Coverage remained the same at 100.0% when pulling c4372cdb3829138a1e5287e1c4ef8dc9c6c5b5a5 on alexsdutton:more-efficient-resolving into af04ec01a9aa10a723677875ddf1fe6647d6a541 on stefankoegl:master.

kxepal commented 9 years ago

You can also move try-except in JsonPointer.resolve out of the for loop to prevent Python start/stop tracking context on every loop. This will give you few points for the last test case.

kxepal commented 9 years ago

Also, it may be worth to optionally cythonize jsonpointer for greater speedup.

alexdutton commented 9 years ago

The latest commit gives me the following numbers:

1.25914096832 2.52786207199 2.27428197861 0.568547010422

… but adds a bit more duplication. It also makes get_part and walk redundant, but I've left those in because other people might be relying on them.

coveralls commented 9 years ago

Coverage Status

Coverage decreased (-17.78%) to 82.22% when pulling 9653d1be314e14ae00d86b13807d2d22c0d55e98 on alexsdutton:more-efficient-resolving into af04ec01a9aa10a723677875ddf1fe6647d6a541 on stefankoegl:master.

alexdutton commented 9 years ago

Ah, the coverage decrease will because the tests no longer cover get_part and walk (and I've added more lines of code)

kxepal commented 9 years ago

@alexsdutton my idea was just about to replace this:

for part in self.parts:
  try:
    doc = self.walk(doc, part)
  except JsonPointerException:
    if default is _nothing:
      raise
    else:
      return default
return doc

with:

try:
  walk = self.walk
  for part in self.parts:
    doc = walk(doc, part)
except JsonPointerException:
  if default is _nothing:
    raise
  return default
else:
  return doc

Inlining function calls may indeed change the timings because stack frames aren't cheap, but it there should be a balance between performance optimizations and code quality.

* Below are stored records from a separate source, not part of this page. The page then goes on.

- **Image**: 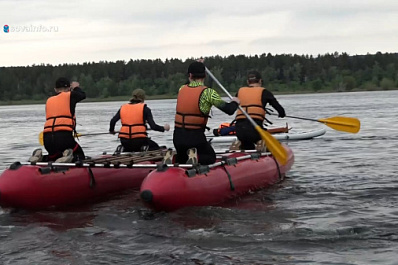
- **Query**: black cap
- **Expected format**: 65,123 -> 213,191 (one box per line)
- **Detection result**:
188,62 -> 206,77
247,71 -> 262,83
55,77 -> 70,88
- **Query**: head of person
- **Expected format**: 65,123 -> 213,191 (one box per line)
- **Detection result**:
247,70 -> 263,85
130,88 -> 145,103
188,62 -> 206,80
54,77 -> 70,93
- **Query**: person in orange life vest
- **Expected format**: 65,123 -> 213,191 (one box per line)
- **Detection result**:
173,61 -> 239,165
43,77 -> 86,162
235,71 -> 286,150
109,89 -> 170,152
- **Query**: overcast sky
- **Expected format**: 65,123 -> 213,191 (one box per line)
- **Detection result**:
0,0 -> 398,66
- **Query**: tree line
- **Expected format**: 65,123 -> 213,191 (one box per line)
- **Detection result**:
0,52 -> 398,102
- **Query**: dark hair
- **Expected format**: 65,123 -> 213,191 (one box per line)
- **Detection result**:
247,70 -> 262,84
188,62 -> 206,78
55,77 -> 70,88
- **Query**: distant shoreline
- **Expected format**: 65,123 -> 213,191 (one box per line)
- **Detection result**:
0,88 -> 398,106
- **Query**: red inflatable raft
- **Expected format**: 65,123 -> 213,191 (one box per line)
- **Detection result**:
0,148 -> 163,209
140,145 -> 294,211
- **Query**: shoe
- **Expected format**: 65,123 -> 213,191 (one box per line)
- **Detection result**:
28,148 -> 43,162
229,140 -> 242,150
55,149 -> 73,163
162,149 -> 174,164
256,140 -> 267,152
186,148 -> 198,165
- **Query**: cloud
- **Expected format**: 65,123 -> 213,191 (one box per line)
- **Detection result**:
0,0 -> 398,66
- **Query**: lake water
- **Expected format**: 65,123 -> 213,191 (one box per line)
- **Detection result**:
0,91 -> 398,265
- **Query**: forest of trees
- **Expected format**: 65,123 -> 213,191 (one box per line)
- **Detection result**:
0,52 -> 398,102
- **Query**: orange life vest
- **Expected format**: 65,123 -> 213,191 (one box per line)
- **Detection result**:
119,103 -> 148,139
43,92 -> 76,133
236,87 -> 265,120
175,86 -> 209,129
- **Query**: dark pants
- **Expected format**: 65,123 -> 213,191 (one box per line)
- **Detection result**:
43,131 -> 86,161
120,138 -> 160,152
173,128 -> 216,165
235,119 -> 262,150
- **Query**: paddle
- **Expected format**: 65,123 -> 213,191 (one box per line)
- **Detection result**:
270,113 -> 361,133
205,67 -> 287,165
39,131 -> 118,145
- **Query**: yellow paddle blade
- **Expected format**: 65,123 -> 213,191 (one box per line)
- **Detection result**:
318,116 -> 361,133
255,125 -> 287,165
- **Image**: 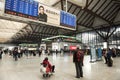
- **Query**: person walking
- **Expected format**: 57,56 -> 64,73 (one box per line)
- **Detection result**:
73,48 -> 83,78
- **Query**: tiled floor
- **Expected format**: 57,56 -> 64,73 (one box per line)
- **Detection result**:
0,55 -> 120,80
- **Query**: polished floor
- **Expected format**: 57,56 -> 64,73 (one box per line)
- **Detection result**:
0,54 -> 120,80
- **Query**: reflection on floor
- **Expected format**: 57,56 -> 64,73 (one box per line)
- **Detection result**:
0,55 -> 120,80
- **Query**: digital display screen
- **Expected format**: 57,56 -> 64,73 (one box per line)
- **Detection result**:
5,0 -> 39,19
4,0 -> 76,29
60,11 -> 76,28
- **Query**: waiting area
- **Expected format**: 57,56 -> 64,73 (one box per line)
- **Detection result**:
0,53 -> 120,80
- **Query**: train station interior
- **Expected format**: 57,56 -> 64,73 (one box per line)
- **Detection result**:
0,0 -> 120,80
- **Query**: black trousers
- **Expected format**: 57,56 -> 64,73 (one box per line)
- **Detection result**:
75,62 -> 83,77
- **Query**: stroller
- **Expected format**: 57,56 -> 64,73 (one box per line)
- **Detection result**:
40,63 -> 52,77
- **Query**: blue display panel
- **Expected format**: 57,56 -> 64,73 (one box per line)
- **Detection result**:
5,0 -> 12,10
28,0 -> 33,16
18,0 -> 25,13
5,0 -> 39,19
32,1 -> 39,16
60,11 -> 76,28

Again, Cythonization will give you much better numbers without need to play with micro optimizations.

alexdutton commented 9 years ago

@kxepal that gives:

1.53566789627
3.51046395302
3.03776717186
0.941489219666

I can play with Cython to see how that fares, but presumably that would lead to two codebases (i.e. you'd still need the pure Python implementation for non-CPython environments)?

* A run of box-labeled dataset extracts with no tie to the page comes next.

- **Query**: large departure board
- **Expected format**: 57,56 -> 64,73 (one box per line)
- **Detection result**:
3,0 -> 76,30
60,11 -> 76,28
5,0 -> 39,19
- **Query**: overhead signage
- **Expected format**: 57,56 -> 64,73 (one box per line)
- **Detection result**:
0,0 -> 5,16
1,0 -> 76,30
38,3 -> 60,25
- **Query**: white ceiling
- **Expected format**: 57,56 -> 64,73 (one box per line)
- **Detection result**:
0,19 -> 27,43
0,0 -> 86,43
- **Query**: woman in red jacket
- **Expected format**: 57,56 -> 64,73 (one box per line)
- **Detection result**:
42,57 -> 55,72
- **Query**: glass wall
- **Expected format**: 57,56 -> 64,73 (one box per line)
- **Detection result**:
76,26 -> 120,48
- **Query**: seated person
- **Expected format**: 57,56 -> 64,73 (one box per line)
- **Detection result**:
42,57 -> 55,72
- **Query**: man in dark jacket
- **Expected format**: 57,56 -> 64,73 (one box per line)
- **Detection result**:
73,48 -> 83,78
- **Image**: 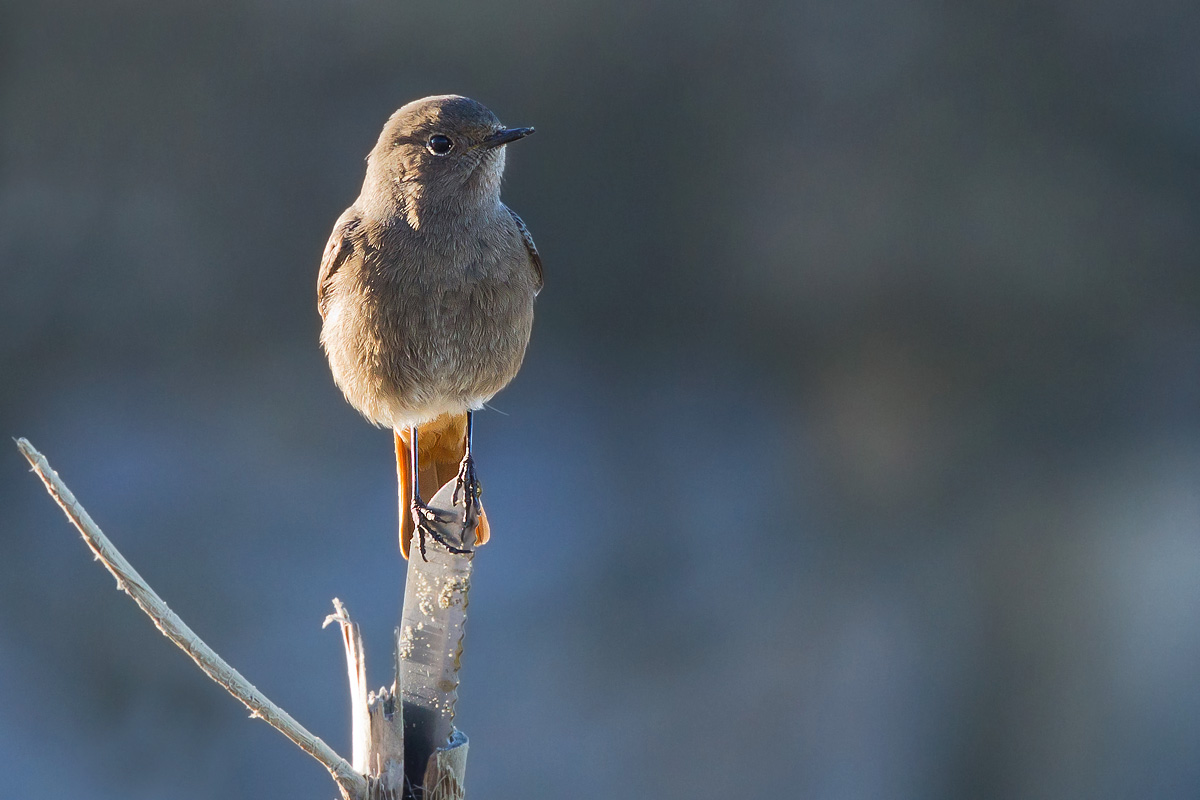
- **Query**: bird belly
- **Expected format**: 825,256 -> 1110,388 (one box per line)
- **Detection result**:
322,272 -> 533,429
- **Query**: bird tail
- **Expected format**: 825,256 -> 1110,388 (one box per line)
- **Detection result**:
395,414 -> 491,559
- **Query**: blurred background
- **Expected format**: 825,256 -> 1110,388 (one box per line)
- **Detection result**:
0,0 -> 1200,800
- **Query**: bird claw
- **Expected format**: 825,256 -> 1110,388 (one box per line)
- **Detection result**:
450,453 -> 484,541
413,500 -> 474,561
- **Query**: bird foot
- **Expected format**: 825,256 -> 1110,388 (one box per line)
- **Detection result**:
412,499 -> 473,561
450,453 -> 484,541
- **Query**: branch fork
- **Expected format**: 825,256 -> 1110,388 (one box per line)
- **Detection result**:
17,439 -> 473,800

kxepal commented 9 years ago

@alexsdutton no, it doesn't leads to have two codebases. You can make Cython module as optional and fallback to pure Python one in case if it's hard (hello, windows) or not makes a sense to build (hello, pypy).

kxepal commented 9 years ago

About the numbers, yes, there is no much gain, but this have to be done if you're going to optimize code for performance (:

alexdutton commented 9 years ago

The reason I'm trying to push it as far as it can go is that I've got code that's doing 5.8m resolve calls, and it's taking 100s just for those at its most optimized, down from 175s (I think) when I started.

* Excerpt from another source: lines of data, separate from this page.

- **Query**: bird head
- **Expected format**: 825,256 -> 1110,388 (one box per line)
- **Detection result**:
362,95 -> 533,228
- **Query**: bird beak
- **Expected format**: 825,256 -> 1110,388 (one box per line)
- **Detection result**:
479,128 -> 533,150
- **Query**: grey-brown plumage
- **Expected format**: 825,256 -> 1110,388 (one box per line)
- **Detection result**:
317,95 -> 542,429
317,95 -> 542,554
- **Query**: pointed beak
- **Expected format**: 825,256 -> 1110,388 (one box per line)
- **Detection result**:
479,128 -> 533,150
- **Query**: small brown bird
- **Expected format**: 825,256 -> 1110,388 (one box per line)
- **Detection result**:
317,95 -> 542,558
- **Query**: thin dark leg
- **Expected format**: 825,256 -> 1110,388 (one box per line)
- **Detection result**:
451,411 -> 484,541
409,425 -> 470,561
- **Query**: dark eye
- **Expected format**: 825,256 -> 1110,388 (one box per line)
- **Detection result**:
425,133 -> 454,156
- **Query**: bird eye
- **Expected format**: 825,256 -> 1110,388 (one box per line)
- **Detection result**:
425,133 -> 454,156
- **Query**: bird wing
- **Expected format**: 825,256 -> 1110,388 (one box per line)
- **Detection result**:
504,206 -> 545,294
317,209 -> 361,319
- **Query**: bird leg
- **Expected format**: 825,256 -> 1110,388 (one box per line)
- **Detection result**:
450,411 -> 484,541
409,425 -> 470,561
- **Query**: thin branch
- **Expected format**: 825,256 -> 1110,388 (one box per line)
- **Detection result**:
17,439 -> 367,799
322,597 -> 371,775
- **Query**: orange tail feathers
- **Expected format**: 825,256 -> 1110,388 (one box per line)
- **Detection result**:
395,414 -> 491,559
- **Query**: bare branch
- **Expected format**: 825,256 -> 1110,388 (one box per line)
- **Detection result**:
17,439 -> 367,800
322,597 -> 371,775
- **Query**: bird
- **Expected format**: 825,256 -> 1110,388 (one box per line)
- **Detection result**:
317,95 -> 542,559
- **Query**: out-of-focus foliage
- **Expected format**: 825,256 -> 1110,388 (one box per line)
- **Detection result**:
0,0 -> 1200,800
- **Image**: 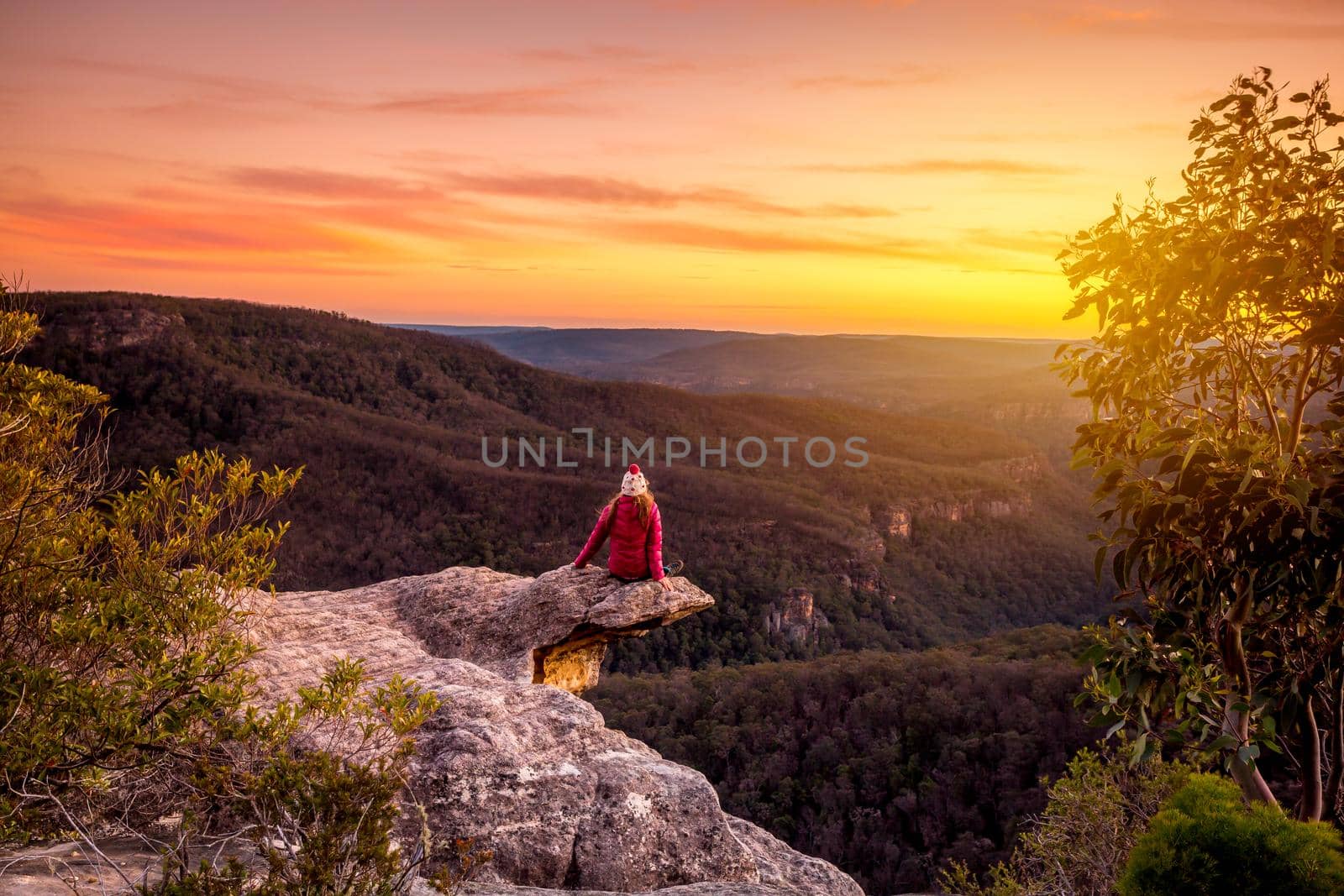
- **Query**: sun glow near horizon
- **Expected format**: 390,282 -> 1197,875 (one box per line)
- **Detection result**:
0,0 -> 1344,338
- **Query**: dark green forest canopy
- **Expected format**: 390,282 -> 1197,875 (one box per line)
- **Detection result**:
25,293 -> 1106,670
590,626 -> 1100,893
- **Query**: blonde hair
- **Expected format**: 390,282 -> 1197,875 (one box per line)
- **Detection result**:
606,489 -> 654,527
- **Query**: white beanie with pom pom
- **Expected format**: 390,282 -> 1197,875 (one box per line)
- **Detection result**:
621,464 -> 649,497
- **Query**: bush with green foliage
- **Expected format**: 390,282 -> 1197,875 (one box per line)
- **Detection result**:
589,626 -> 1097,893
939,750 -> 1194,896
1060,69 -> 1344,818
1118,775 -> 1344,896
0,283 -> 298,833
0,284 -> 488,896
141,659 -> 491,896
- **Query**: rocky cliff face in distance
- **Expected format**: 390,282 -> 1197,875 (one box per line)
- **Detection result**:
254,567 -> 862,896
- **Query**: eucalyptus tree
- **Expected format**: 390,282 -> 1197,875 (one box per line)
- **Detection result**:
1058,69 -> 1344,818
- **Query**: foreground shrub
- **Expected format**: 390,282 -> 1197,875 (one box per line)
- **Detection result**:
1118,775 -> 1344,896
939,750 -> 1192,896
0,280 -> 489,896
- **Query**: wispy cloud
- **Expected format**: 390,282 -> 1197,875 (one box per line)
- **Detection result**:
442,173 -> 895,217
1042,0 -> 1344,43
516,43 -> 697,74
224,168 -> 442,200
793,65 -> 948,90
354,85 -> 606,116
963,227 -> 1064,258
795,159 -> 1078,177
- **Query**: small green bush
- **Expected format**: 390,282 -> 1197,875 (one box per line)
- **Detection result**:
939,750 -> 1194,896
1118,775 -> 1344,896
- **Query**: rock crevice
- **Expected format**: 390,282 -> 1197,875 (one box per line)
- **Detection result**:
254,567 -> 862,896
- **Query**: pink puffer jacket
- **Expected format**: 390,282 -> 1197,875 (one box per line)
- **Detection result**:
574,495 -> 663,582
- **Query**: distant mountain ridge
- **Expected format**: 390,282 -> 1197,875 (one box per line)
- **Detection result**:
24,293 -> 1109,670
407,325 -> 1087,459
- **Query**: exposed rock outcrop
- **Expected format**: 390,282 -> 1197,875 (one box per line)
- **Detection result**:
764,589 -> 831,643
262,567 -> 714,693
254,569 -> 862,896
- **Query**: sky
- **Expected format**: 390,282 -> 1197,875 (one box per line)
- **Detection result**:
0,0 -> 1344,338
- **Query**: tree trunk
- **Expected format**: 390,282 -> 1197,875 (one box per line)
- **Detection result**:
1297,690 -> 1324,820
1221,589 -> 1278,806
1321,677 -> 1344,818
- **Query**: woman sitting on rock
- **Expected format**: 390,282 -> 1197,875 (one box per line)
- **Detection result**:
574,464 -> 681,591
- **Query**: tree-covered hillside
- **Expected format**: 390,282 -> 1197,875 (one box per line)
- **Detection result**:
589,626 -> 1100,893
25,293 -> 1106,670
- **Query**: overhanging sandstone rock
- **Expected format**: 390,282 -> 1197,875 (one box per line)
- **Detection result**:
253,569 -> 862,896
267,567 -> 714,693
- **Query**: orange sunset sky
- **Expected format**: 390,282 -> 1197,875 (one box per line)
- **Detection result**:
0,0 -> 1344,338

re codebases, you'd have the Cython implementation, and the Python one, which is two. Have I missed something?

(I presume the usual approach is to do a "try: import _jsonpointer" to get the Cython implementation, and if that fails, use the pure Python implementation)

kxepal commented 9 years ago

@alexsdutton sure, things could be done iterative. Your improvements are significant enough boosts the performance.

As about Cython, take a look on https://github.com/KeepSafe/aiohttp - it has multidict module implemented both as in Python and Cython in the same time.

alexdutton commented 9 years ago

Well that was easy. Pulled out just the resolve method, added a cdef unicode part (which is presumably bad for Py3 compat) and numbers become:

1.12338781357
2.26954817772
2.0227599144
0.52579498291

Though I have broken the tests. (Yes, all a bit hacky at this hour)

kxepal commented 9 years ago

@alexsdutton w00t! looks promising, isn't it? (;

alexdutton commented 9 years ago

Worth trying to get the attention of @stefankoegl at this point?

alexdutton commented 9 years ago

(and yes, certainly promising :grin:)

stefankoegl commented 9 years ago

Sorry for the late reply! I was away from computers for a few weeks.

Yes, this certainly looks promising! I've added one inline comment. It might be just an optimization, but if so, it should be commented (otherwise it might not be noticed, and be removed in the future).